BDE: Neues Kreislaufwirtschaftsgesetz Enttäuschung für den Umweltwirtschaftsstandort Deutschland
| [09.02.2012] | News der Abfall- & Kreislaufwirtschaft als RSS abonnieren |
"[...] Der Vermittlungsausschuss von Bundestag und Bundesrat hat sich am gestrigen Abend auf letzte Änderungen am Entwurf des Kreislaufwirtschaftsgesetzes verständigt. Damit ist von einer endgültigen Verabschiedung und zeitnahen Inkraftsetzung des Gesetzes auszugehen.
Der BDE Bundesverband der Deutschen Entsorgungs-, Wasser- und Rohstoffwirtschaft e. V. wertet die im Vermittlungsausschuss beschlossenen finalen Änderungen am Gesetzestext lediglich als kosmetische Korrekturen, die die falschen Weichenstellungen des Gesetzes nicht mehr verändern.

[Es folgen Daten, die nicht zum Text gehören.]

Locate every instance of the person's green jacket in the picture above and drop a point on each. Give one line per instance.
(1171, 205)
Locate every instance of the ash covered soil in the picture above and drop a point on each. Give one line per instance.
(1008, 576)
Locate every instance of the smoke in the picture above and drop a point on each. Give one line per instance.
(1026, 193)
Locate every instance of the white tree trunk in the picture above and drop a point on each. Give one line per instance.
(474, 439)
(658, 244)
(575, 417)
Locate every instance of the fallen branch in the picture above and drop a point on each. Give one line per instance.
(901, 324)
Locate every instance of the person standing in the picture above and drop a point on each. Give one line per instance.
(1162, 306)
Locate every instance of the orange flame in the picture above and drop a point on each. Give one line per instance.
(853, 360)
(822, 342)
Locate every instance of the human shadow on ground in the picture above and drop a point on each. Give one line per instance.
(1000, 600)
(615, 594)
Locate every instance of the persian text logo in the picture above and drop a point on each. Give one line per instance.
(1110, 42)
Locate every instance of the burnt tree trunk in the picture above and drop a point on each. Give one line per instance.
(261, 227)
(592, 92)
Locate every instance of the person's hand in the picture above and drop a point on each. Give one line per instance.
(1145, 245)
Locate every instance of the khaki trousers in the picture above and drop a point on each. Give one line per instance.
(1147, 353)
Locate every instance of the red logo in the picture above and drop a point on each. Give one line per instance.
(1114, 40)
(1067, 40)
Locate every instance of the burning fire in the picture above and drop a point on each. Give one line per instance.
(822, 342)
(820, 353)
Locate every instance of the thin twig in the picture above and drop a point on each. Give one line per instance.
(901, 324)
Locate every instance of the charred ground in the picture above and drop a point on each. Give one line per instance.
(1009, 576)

BDE-Präsident Peter Kurth: „Der Vermittlungsausschuss hat sich am Ende wie erwartet nur noch mit Details befasst, die am Gesamtkontext nichts verändern. Ich sage es ganz offen, das vorliegende Gesetz ist enttäuschend. Das Kreislaufwirtschaftsgesetz schafft nicht – wie von der gesamten Branche und den Umweltverbänden erhofft und erwartet – jene Rahmenbedingungen, die für eine weitere Entwicklung des international hoch geachteten Recyclingstandorts Deutschland erforderlich wären. Wir werden feststellen, dass durch dieses Gesetz die Mengen der echten stofflichen Verwertung weiter zurückgehen.“
Die Politik habe das Klassenziel, so Kurth, hier leider klar verfehlt. Es sei den Regierungsparteien nicht gelungen, die noch in der Koalitionsvereinbarung von 2009 festgeschriebenen Ziele umzusetzen. Das Gesetz werde weder dafür sorgen, dass werthaltige Abfälle in Deutschland künftig mehr und besser recycelt werden, noch werde es mehr Wettbewerb unter fairen Bedingungen im Bereich der Kreislaufwirtschaft geben.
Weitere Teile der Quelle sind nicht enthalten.